Combining deep learning and X-ray imaging technology to assess tomato seed quality

ABSTRACT Traditional germination tests which assess seed quality are costly and time-consuming, mainly when performed on a large scale. In this study, we assessed the efficiency of X-ray imaging analyses in predicting the physiological quality of tomato seeds. A convolutional neural network (CNN) called mask region convolutional neural network (MaskRCNN) was also tested for its precision in adequately classifying tomato seeds into four seed quality categories. For this purpose, X-ray images were taken of seeds of 49 tomato genotypes (46 Solanum pennellii introgression lines) from two different growing seasons.

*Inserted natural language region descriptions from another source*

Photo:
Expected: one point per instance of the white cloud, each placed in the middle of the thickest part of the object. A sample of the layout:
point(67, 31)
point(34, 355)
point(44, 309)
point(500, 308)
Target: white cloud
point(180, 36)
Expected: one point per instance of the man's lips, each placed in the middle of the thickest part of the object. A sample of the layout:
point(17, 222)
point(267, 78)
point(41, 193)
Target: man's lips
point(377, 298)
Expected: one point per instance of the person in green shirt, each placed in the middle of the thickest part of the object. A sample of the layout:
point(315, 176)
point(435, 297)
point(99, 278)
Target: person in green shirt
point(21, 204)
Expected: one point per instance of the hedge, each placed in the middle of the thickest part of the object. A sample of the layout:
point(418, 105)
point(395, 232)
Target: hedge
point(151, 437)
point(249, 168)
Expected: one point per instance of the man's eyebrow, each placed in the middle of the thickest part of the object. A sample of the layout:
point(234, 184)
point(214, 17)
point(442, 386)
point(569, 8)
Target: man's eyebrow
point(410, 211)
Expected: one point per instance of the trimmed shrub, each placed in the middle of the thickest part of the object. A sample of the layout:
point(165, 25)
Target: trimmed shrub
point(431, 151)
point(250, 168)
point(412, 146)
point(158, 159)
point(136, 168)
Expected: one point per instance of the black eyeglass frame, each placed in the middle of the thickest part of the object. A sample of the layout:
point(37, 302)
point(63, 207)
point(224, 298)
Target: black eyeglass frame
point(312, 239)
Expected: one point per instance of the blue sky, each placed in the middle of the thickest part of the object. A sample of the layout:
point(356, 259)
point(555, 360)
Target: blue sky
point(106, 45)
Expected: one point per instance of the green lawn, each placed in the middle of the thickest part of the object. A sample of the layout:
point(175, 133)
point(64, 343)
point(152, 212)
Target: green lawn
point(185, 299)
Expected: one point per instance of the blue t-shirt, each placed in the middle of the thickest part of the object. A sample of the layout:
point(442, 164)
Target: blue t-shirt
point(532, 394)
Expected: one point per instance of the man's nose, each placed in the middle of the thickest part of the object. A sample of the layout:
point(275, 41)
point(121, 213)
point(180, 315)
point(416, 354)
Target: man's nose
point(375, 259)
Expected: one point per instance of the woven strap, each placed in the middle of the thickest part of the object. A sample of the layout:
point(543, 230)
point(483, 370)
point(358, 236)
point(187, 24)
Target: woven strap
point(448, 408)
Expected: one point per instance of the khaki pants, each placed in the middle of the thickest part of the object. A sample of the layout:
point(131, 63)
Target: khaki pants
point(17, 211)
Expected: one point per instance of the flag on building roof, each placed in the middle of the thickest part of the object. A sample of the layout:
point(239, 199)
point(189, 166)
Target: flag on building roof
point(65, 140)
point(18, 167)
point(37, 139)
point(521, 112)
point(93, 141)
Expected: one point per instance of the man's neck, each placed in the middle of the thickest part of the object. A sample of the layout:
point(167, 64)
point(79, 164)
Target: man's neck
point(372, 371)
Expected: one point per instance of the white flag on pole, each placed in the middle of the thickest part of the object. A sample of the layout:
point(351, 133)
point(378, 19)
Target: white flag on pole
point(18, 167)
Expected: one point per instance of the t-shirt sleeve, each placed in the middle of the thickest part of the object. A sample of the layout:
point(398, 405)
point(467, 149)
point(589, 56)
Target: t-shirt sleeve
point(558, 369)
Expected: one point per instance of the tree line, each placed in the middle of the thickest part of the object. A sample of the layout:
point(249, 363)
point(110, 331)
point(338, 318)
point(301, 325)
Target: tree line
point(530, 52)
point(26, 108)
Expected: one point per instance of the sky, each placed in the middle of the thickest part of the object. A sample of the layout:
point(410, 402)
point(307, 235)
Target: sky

Four replicates of 25 seeds for each genotype were analyzed. These seeds were further assessed for germination and seedling vigor-related traits in two independent trials. Correlation analysis revealed significant linear association between germination and image-based variables. Most genotypes differed in terms of germination and seed development performance considering the two independent trials, except LA 4046, LA 4043, and LA4047, which showed similar behavior. Our findings point out that seeds with low opacity and percentage of damaged seed tissue and high values for living tissue opacity have greater physiological quality. In short, our work confirms the reliability of X-ray imaging and deep learning methodologies in predicting the physiological quality of tomato seeds.